Lo que resulta más irritante es la pertinacia de los estados y sociedades más agresivos a reconocer que todos ellos son los principales responsables de la violencia. Que la ciudadanía americana llegue a exclamar con sorpresa “¡por qué nos odian!”, pone de relieve la capacidad selectiva de percepción sobre los hechos reales que tienen los americanos. Pero esta actitud de los americanos, que parece sorprender a los europeos, es la misma que aparece en casi toda Europa, y desde luego en España, cuando la mojigatería de los bienpensantes lleva a horrorizarse ante los crímenes de los terroristas y pasar por alto los de los estados y sus sistemas judiciales y policiales.

La imagen que tienen el hombre y la mujer de la calle sobre la violencia admira por su simpleza, si no fuera porque muchos somos conscientes de que es resultado de la selección mental, implementada por el conjunto de medios de carácter propagandista y de información. Es irritante tener que escuchar que los concejales y representantes de los partidos institucionales españoles se sienten acosados y deben ser protegidos para evitar la agresión, cuando sus congéneres abertzales se encuentran indefensos ante las arbitrariedades del sistema judicial y fueron los primeros en resultar perseguidos hasta la muerte por los poderes del Estado que actuaban en las cloacas. Resulta obscena la existencia de una dirección especial dentro del Gobierno de la Comunidad autónoma vasca dedicada a la atención a las víctimas del terrorismo y que puede seleccionar quiénes merecen ser tenidos en esta consideración por las instituciones y quiénes no son acreedores a la misma, aunque unos y otros sean víctimas de la violencia política. De esta manera se fabrica la imagen maniquea de la violencia. Esta metodología consigue difuminar los factores y realidad de la violencia presente. No tiene en cuenta el propósito de destrucción de la nación vasca que aletea en el planteamiento general del Estado español y se explicita en la misma constitución española. Tal propósito empapa al conjunto del sistema institucional español y se manifiesta de una manera más cruda en la manera de actuar y expresarse de los funcionarios de orden público de lo más bajo del escalafón: “¡qué bonito sería el País vasco sin vascos!”

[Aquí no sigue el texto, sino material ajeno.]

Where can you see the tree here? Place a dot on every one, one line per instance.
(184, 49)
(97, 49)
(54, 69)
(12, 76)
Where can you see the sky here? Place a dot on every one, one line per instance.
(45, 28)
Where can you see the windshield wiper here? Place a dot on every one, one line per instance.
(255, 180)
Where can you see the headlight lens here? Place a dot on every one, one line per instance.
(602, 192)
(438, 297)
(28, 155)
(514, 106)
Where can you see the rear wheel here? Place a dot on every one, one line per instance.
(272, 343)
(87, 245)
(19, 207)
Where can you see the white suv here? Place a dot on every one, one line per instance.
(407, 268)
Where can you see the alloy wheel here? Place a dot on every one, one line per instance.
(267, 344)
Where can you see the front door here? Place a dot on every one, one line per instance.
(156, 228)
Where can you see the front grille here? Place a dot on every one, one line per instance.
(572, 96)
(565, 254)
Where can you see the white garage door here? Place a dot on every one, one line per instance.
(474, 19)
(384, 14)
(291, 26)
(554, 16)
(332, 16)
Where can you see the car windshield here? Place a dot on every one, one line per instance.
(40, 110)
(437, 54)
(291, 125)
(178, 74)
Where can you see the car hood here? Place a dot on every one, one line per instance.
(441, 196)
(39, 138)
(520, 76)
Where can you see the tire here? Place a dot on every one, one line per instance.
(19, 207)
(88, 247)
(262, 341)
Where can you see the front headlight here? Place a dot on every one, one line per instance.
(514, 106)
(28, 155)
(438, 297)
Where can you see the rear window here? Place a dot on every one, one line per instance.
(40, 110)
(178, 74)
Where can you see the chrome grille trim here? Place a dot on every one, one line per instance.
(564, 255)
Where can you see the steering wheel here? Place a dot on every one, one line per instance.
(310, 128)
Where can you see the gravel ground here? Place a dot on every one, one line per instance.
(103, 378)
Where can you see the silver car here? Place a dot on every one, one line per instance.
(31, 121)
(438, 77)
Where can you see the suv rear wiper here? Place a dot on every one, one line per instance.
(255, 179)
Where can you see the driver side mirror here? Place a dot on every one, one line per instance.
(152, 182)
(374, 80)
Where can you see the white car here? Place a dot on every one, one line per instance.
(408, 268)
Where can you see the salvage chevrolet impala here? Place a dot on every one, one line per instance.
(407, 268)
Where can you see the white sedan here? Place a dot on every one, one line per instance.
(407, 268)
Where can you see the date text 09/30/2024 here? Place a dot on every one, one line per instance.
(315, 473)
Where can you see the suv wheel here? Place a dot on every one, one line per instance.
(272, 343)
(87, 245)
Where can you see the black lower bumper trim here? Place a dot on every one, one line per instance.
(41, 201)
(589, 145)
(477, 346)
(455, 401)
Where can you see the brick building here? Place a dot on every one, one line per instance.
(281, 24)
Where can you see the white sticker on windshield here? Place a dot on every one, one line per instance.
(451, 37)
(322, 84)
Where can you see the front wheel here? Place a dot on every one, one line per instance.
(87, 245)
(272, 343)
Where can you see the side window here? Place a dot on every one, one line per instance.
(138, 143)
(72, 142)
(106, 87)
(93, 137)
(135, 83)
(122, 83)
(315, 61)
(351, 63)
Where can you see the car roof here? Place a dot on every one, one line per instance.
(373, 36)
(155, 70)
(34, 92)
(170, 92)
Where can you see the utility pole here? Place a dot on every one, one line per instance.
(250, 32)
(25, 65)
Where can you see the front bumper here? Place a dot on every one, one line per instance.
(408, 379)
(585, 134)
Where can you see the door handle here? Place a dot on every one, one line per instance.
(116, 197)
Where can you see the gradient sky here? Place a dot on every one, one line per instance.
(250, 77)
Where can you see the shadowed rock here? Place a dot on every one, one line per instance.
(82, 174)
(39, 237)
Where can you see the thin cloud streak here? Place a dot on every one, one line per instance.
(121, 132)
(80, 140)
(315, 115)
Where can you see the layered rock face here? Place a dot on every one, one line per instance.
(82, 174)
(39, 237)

La percepción que tiene el ciudadano español medio de la cuestión resulta totalmente pervertida. La causa única y responsabilidad de la violencia es E.T.A.; con ello se libera a su imaginario de toda actuación violenta que sea producida por el Estado español. Aún más; toda agresión física en contra los disidentes vascos, ilegalización de partidos, persecución de actividades de carácter socio-cultural, como puedan ser sociedades, periódicos y demás, es contemplada como legítima actuación defensiva. Desde luego, jamás se recuerda la muerte y desaparición violenta de tantos abertzales que la han sufrido, porque el sistema judicial se encarga de diluirla, bien porque la reduce a un hecho aislado que no obedece sino a la iniciativa del ejecutante, bien porque las diligencias del sistema judicial se quedan en vía muerta y resulta, finalmente, imposible culminar un procedimiento de investigación que dejaría en evidencia a las más altas instancias del Estado. Como dijo un ministro, “No hay pruebas, ni las habrá”. Esto no quiere decir que no haya habido asesinato.